She smiles, edging crow’s feet from around both of her sad, blue eyes and says, “Please, call my Myrna.”
Her voice is gentle and kind; like her eyes.
She looks like she’s been up since Thanksgiving Eve, pondering whether or not to show up here today.
I slide down into my ergonomic desk chair and feel that extra tug at my heart that always means I’m getting ready to tackle a tough case.
Not tough for me to crack, mind you.
Just… tough for me to forget.
“Well,” she begins, voice cracking as she stares past me to the wall of movie posters behind me. “Wait… are those of… you?”
I blush and nod; many people think it’s vain of me to put those posters in such a high place of prominence but, for me, they’re one big ice breaker.
This is one time when they’ve really done their job.
“Guilty as charged,” I say in a practiced, mock-humble voice.
“I had no idea,” she marvels, inching up closer to my desk to get a better look. “I loved Murder Most Manhattan,” she gushes. “And Murder Most Melbourne; ooh, and Murder Most Manchester, too. Look how young you were!”
She looks at me then, almost startled at what she’s just said.
Before she can apologize I say, as I have 100 times before from this very desk chair, “Seems like a million years ago.”

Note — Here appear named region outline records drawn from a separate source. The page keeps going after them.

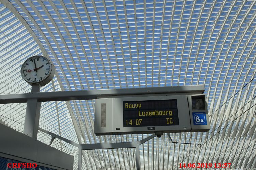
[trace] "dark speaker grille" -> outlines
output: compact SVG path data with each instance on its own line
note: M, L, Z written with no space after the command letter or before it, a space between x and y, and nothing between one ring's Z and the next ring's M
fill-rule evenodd
M106 103L101 103L101 127L106 127Z

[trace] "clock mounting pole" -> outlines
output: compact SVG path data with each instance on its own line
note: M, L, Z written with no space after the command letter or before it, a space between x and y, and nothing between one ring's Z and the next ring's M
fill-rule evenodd
M40 87L39 84L32 85L31 92L40 92ZM23 133L36 139L38 132L41 106L41 102L37 99L28 99Z

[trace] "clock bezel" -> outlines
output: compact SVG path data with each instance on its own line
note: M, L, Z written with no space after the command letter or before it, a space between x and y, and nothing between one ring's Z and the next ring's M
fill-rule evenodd
M30 81L28 81L26 79L25 77L23 75L23 74L22 74L22 70L23 68L24 67L25 64L28 62L28 61L29 60L31 60L33 58L36 58L37 57L43 57L45 58L46 59L47 59L49 61L50 65L49 73L44 79L38 82L31 82ZM23 63L23 64L21 65L21 67L20 70L20 73L21 75L21 77L22 77L22 78L29 84L31 86L33 85L39 84L40 85L40 86L44 86L48 83L49 82L50 82L51 80L52 79L52 78L53 78L53 77L54 76L55 71L55 70L53 65L53 64L52 64L52 62L50 59L49 58L40 55L36 55L32 56L32 57L29 57L26 60L25 60L25 61L24 61L24 62Z

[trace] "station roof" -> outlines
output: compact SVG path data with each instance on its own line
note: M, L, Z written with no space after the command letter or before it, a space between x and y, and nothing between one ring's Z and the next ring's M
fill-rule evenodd
M167 134L140 146L141 169L182 163L256 167L256 1L2 0L0 94L28 93L21 65L48 56L56 70L41 91L203 85L211 129ZM0 120L22 132L26 103L0 105ZM93 100L43 102L39 127L77 143L137 141L96 136ZM39 132L38 140L51 136ZM74 156L78 148L52 146ZM134 149L83 151L82 169L136 169Z

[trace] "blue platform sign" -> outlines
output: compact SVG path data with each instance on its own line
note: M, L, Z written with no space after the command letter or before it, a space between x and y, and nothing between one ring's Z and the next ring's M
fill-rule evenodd
M192 114L194 125L207 124L205 112L193 112Z

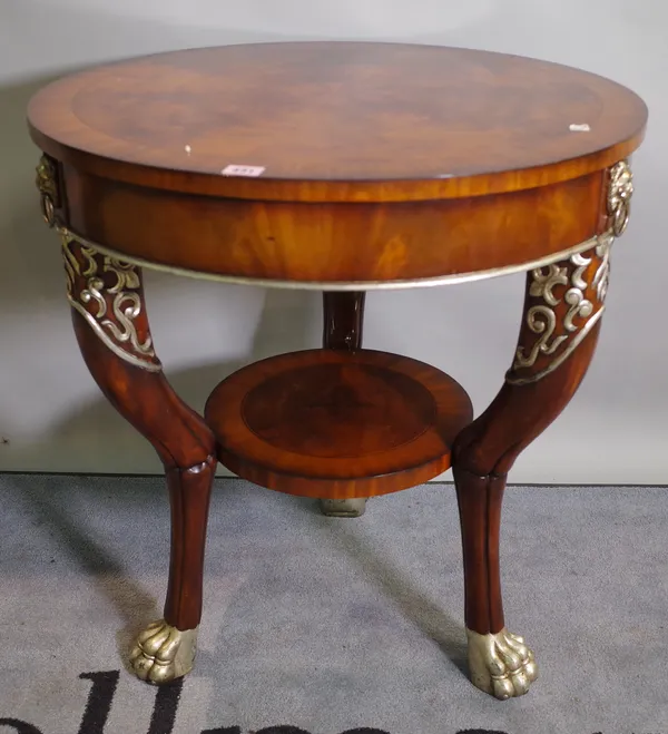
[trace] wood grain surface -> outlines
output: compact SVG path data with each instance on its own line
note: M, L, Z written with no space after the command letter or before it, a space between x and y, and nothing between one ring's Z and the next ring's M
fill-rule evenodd
M36 143L88 173L252 199L405 200L532 188L630 154L647 110L602 77L438 46L191 49L56 81ZM572 131L571 125L589 131ZM263 169L226 176L230 165Z
M463 388L429 364L370 350L256 362L212 393L218 459L263 487L323 499L412 487L450 467L472 418Z

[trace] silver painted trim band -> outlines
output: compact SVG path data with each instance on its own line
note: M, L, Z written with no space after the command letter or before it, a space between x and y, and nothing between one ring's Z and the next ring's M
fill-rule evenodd
M451 275L438 275L435 277L422 277L422 278L409 278L409 280L399 280L399 281L279 281L272 278L262 278L262 277L247 277L239 275L219 275L217 273L203 273L200 271L188 270L185 267L178 267L175 265L163 265L160 263L153 263L150 261L144 260L143 257L136 257L134 255L127 255L126 253L118 252L106 245L100 245L90 239L86 239L78 235L76 232L72 232L68 227L65 227L60 224L56 225L58 232L75 239L79 244L86 247L92 247L97 249L102 255L108 257L114 257L138 267L146 267L148 270L154 270L163 273L171 273L174 275L184 275L186 277L193 277L203 281L215 281L218 283L234 283L237 285L255 285L259 287L273 287L273 288L288 288L294 291L399 291L402 288L415 288L415 287L434 287L438 285L454 285L458 283L472 283L474 281L484 281L492 277L499 277L501 275L510 275L512 273L523 273L529 270L534 270L538 267L546 267L551 263L561 260L568 260L571 255L584 252L586 249L591 249L598 243L599 236L605 235L595 235L584 242L581 242L568 249L562 249L544 257L538 260L531 260L525 263L518 263L515 265L504 265L502 267L494 267L487 271L475 271L473 273L454 273ZM606 233L607 234L607 233Z

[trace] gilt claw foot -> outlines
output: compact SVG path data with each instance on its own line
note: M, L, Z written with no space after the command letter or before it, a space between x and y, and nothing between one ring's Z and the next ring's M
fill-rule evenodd
M522 696L538 677L533 653L524 640L508 629L480 635L466 629L471 682L481 691L504 701Z
M169 683L193 669L197 628L181 632L164 619L139 633L130 654L132 671L148 683Z
M366 499L322 499L320 506L327 517L354 518L364 515Z

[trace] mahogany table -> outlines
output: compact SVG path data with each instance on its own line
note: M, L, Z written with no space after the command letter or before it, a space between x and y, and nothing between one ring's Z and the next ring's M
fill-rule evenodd
M84 359L170 492L165 617L131 653L140 678L193 666L218 461L342 513L452 466L471 677L499 698L527 692L533 655L503 620L501 498L592 358L646 119L633 92L577 69L394 43L177 51L35 96L41 207ZM323 291L323 349L242 369L200 417L163 374L143 267ZM477 420L440 370L362 349L366 291L518 271L519 342Z

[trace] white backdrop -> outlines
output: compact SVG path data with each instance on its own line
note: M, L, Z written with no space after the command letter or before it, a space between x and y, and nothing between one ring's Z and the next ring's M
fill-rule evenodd
M534 56L635 89L650 108L631 223L617 243L599 350L566 412L512 481L668 482L668 10L664 0L0 0L0 470L157 472L153 449L101 398L78 353L57 238L33 188L30 95L91 62L266 40L401 40ZM317 294L147 273L158 353L200 409L233 369L320 343ZM501 385L523 276L371 294L365 345L450 372L477 412Z

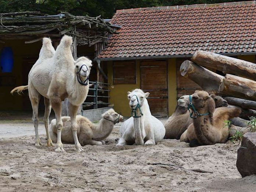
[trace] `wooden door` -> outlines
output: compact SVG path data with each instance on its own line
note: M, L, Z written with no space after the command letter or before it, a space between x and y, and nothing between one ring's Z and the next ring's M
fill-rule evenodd
M150 93L147 98L152 115L168 117L168 89L166 61L141 62L141 88Z

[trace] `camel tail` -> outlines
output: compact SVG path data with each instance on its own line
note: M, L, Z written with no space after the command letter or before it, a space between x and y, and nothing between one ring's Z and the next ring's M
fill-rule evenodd
M28 85L25 85L23 86L19 86L14 88L11 91L11 94L13 95L14 92L17 92L18 94L21 95L21 93L22 93L22 91L24 90L28 89Z

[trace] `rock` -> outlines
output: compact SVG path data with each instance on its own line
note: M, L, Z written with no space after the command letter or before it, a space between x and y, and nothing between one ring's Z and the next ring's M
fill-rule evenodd
M242 177L256 174L256 132L243 135L237 152L237 167Z

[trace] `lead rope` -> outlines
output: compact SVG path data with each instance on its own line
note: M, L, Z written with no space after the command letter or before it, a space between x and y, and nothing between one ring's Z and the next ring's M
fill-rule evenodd
M132 96L132 97L134 96L135 96L136 97L136 99L137 99L137 102L138 103L138 104L137 104L137 105L136 106L136 107L135 108L135 109L132 109L132 113L131 114L131 115L132 116L132 117L134 117L134 118L138 118L139 117L141 117L142 116L143 116L143 113L142 113L142 112L141 112L141 106L139 106L139 99L138 99L138 97L137 96L137 95L134 95ZM136 110L137 110L137 109L139 108L139 115L140 116L137 116L137 114L136 114ZM134 113L134 116L132 116L132 113Z
M195 117L192 117L192 115L193 115L193 111L192 112L191 112L189 110L189 109L190 109L190 107L192 108L192 109L195 112L195 114L196 114L196 116ZM196 110L196 109L195 108L195 107L194 106L194 105L193 104L193 103L192 103L192 97L191 97L191 96L189 95L189 104L188 105L188 111L189 112L189 114L190 114L190 118L192 118L193 119L196 119L197 118L197 115L198 116L203 116L203 115L208 115L210 114L209 113L204 113L203 114L201 114L201 113L198 113Z
M88 70L88 68L87 67L87 66L86 66L86 65L82 65L80 67L80 68L79 70L79 71L78 72L77 72L77 81L78 81L79 83L80 83L82 85L88 85L88 81L89 80L89 76L87 77L87 78L86 78L86 79L84 81L83 81L82 80L82 79L81 79L81 75L80 74L80 72L81 71L82 68L84 65L86 67L86 68L87 69L87 71L88 72L89 72L89 70Z

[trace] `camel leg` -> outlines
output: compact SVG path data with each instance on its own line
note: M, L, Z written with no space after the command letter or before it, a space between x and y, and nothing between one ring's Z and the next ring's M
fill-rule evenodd
M93 139L84 141L83 144L86 145L102 145L102 143L100 141L97 141Z
M63 123L61 119L61 102L51 102L51 106L55 113L56 128L57 129L57 143L55 151L64 151L63 144L61 142L61 130Z
M38 134L38 105L39 104L39 101L40 100L40 94L33 87L32 87L29 88L29 95L33 109L32 120L34 124L35 131L36 132L36 144L35 145L40 146L42 145Z
M81 145L79 143L78 138L77 137L77 130L78 125L77 123L77 113L79 106L73 105L69 102L68 104L68 108L71 120L71 128L73 133L73 136L74 137L75 145L75 146L77 151L81 152L84 150L82 148Z
M43 122L45 123L45 131L46 132L46 136L47 137L47 146L50 147L50 146L53 146L53 141L51 139L51 136L50 135L49 129L48 128L49 126L49 116L51 113L51 106L50 104L49 99L46 97L44 98L45 109L45 115L43 117Z

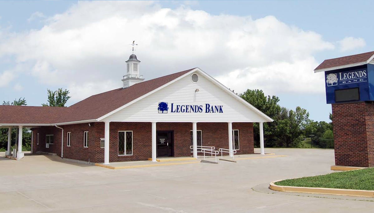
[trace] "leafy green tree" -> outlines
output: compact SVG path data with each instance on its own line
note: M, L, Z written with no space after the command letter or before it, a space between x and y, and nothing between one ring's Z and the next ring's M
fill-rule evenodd
M319 146L323 148L334 148L334 135L332 130L328 129L324 133L321 139Z
M278 104L279 98L273 95L267 97L264 94L262 90L247 90L239 95L243 99L252 105L261 112L266 114L275 120L280 112L280 106ZM275 145L275 131L276 121L264 123L264 137L265 146L273 147ZM260 146L260 127L258 123L253 124L253 134L255 145Z
M59 88L54 91L47 89L47 91L48 103L42 104L43 106L64 107L66 102L71 97L68 95L69 91L66 89L62 91L62 88Z
M301 135L310 122L309 113L305 109L298 106L294 111L282 107L276 130L278 145L300 147Z
M26 100L25 100L25 98L21 99L21 98L19 98L18 100L15 100L13 101L13 102L11 103L9 103L9 101L3 101L3 105L14 105L14 106L26 106L27 105L26 103Z
M18 100L15 100L11 103L9 101L3 101L3 105L13 106L26 106L27 105L26 101L24 98L21 99L20 98ZM16 134L17 132L17 129L13 128L12 131L12 144L14 144L16 142ZM22 129L22 143L25 147L29 147L31 145L31 132L28 128L24 128ZM0 128L0 149L6 149L8 144L8 128Z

“But… how did you end up here? I mean, if you don’t mind me asking?”
I smile and say, “We were filming my last installment of the Murder Most… installment here. You might have seen it? Murder Most Myrtle Beach? Anyway, I was tired of the Hollywood scene, my husband – who was also my producer – was having an affair with his assistant, it all seemed so cliché. I wanted somewhere the opposite of cliché. After the last day of shooting I packed a bag, rented a car and drove until it ran out of gas. I landed here, in Snowflake and, well… I’ve been here ever since.”
She sits back in her chair, done stargazing and says, “What an absolutely marvelous story.”
I nod and try to reel her back in. “You’re not here today to hear my story, Myrna; I’m here to hear yours.”
She nods, like a scolded schoolgirl, and takes a deep breath. “I think my husband is cheating on me.”
I nod and ask calmly, “Why is that, Myrna?”
Myrna frowns and says, “I knew you were going to ask that.”
She’s wearing black slacks in about a size 16; I know, because that’s my size, too.
She has on a black blouse underneath a seasonably red jacket, a bright holly pin affixed to its left lapel.
She is in her early 50s, with vibrant red hair pulled back in a ponytail.
Small, diamond pendant earrings are her only jewelry.
She doesn’t even wear a watch.
“I just… do I have to have proof?” she asks, catching me off guard.
“No,” I chuckle, crossing my legs. “That’s my job. I’m just interested in hearing why you suspect your husband is having an affair.”
She shuts down, afraid to give voice to the concerns she’s no doubt been living with for weeks, maybe even months.
If not years.
I try a different strategy.
“How long have you been married?”
“Pierce and I have been married 32 years,” she says. “And I never, ever thought I’d be someplace like… this. I didn’t even know places like this existed.”
“Most people don’t, Myrna. That is, until they do.”
She nods, wearily, and as the morning sunlight filters in through my office window it spotlights the dark bags beneath her restless eyes.
“In all that time,” she goes on, “I’ve never had a reason to distrust him.”
I nod as she looks away, not at my wall of framed movie posters but… past… them.
“What does Pierce do, Myrna?”
“He’s in real estate,” she harrumphs. “So he’s got all the time in the world to run all over town and I’d never suspect anything.”
“But you do suspect something. Right, Myrna?”
“I just, well, he’s been having these late night ‘meetings.’ Or so he says…”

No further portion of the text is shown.